Let's now speak briefly about stochastic games. This is a topic that lends itself
to a very long discussion and it's, it's quite a complicated one, but we'll touch
on the, the main points and position it in the landscape of topics we're discussing.
And so, the, the starting point are repeated games. as we know, a repeated
game is simply a game in normal form, for example, that we repeat over and over
again. For example, we play Prisoner's Dilemma once, twice, three times, maybe a
finite time, maybe an infinite number of time. Then, we accumulate all the rewards
all the time to sum overall rewards. A stochastic game really is a generalization
of it, where we play a game repeatedly, but not necessarily the same game. So, we
play a game depending on how we play the game, let's say, Prisoners Dilemma, we
each got some payoff. But depending on how we play the game, we also
probabilistically transition to some other game, play that in turn, and the, the, and
the process continues. A graphical way to look at it is here. If, if, if this here
is a, is a repeated game, where you play the same game over and over again, here,
you play the game and then if you happen to play this, you'll transition to this
game. If you happen to play this, you'll maybe transition to the same game. If you
play this, you, you'll transition here. If you play this, maybe you'll play this game
again, and so on. From each game, you transition probabilistically to, to, to
other games. this is a stochastic game. formally speaking, it's, it's, it's the
following tuple. It's a lot of notation, but the concept is exactly what we, we
saw. We have a, a finite set of state Q. We have a set of players. we have a set of
actions where actions are available to, to, to, to specific players of A sub i, is
the action available to play i. And then, we have two, two functions. We have the
transition probability function. So, this is, depending on the state we're in and on
the actions we took, we move to each of any of the other state s or the, the very
same state with a certain probability as governed by this probability distribution.
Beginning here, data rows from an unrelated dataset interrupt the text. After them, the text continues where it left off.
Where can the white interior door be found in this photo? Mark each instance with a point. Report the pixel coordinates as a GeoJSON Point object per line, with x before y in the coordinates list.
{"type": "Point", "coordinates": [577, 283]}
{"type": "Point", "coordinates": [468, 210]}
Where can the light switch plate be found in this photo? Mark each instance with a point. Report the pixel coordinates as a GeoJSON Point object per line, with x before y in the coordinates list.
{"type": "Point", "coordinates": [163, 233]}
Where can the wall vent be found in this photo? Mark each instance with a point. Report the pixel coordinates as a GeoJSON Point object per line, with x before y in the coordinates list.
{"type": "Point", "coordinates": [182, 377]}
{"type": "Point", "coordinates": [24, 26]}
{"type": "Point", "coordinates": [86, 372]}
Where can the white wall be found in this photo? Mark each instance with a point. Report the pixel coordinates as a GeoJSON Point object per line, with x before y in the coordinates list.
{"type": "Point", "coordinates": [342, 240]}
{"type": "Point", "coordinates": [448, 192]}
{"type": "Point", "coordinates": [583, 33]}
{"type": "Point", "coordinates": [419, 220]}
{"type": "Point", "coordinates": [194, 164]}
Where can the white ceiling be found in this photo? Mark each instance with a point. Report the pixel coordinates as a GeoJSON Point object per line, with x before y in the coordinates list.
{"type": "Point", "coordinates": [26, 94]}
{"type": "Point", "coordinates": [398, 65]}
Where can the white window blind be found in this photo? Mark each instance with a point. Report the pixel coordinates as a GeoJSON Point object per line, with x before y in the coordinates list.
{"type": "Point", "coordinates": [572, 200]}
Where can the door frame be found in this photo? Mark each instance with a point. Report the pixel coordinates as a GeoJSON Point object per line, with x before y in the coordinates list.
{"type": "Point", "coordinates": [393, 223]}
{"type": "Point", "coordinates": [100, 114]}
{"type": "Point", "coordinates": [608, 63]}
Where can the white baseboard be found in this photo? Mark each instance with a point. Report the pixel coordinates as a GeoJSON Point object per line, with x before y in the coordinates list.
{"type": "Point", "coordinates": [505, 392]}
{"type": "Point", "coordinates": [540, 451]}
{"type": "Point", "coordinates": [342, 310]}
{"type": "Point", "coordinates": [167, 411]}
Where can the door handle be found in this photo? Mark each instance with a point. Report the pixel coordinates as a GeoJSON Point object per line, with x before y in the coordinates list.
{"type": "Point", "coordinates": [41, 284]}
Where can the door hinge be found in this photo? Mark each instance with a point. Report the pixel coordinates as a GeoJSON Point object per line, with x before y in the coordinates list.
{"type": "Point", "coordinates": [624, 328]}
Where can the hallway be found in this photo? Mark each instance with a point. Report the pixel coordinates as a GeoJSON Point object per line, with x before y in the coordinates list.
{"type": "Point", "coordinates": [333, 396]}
And, and similarly, our reward is the reward function which tells us if in a
certain state, a certain action profile was taken by the agents, then this is a
reward to, to that particular agent to, to each of the agents. So, r sub i is a
reward to, to agent i. that's the formal definition. notice that you sort of assume
the implicity that you have the same action spaces here but you, you could
define it otherwise. It simply would involve more notation. There's nothing
inherently important about the action spaces being the same in the different
games within the stochastic game. So, just a few final comments on it. First of all
as we as we saw, this obviously generalizes a notion of a repeated game.
But also, it generalizes a notion of an MDP or a Markov Decision Process. If a, if
it's a stochastic game, if a repeated game is a stochastic game with only one game, a
Markov Decision Process or MDP, is a game with only one player. And so, you have
states there that, where the agents take, agent takes an action, receives a
remuneratory reward, and probably moves to some other state.
And the only difference is that, that he's the only actor in the setting. I mention
this because while MDPs have been studied substantially in a variety of disciplines
from optimization to Computer Science to pure Math and beyond, but also, these two
perspectives of a generalization repeated games, and of MDPs, give you a sense for
the theory and investigations into stochastic games. So, from repeated games,
we inherit the definitions of different ways of aggregating rewards over time. You
can have limited average rewards, future discountage rewards whereas, from the, the
literature on optimization and on MDPs, we get a notion such as stationarity and
Markovian strategies. These have to do with, we also have a
notion of reachability about the structure of the underlying transition probability.
And so again, these are issues that are involved that we won't get to into more in
this lecture but at least we flagged their existence.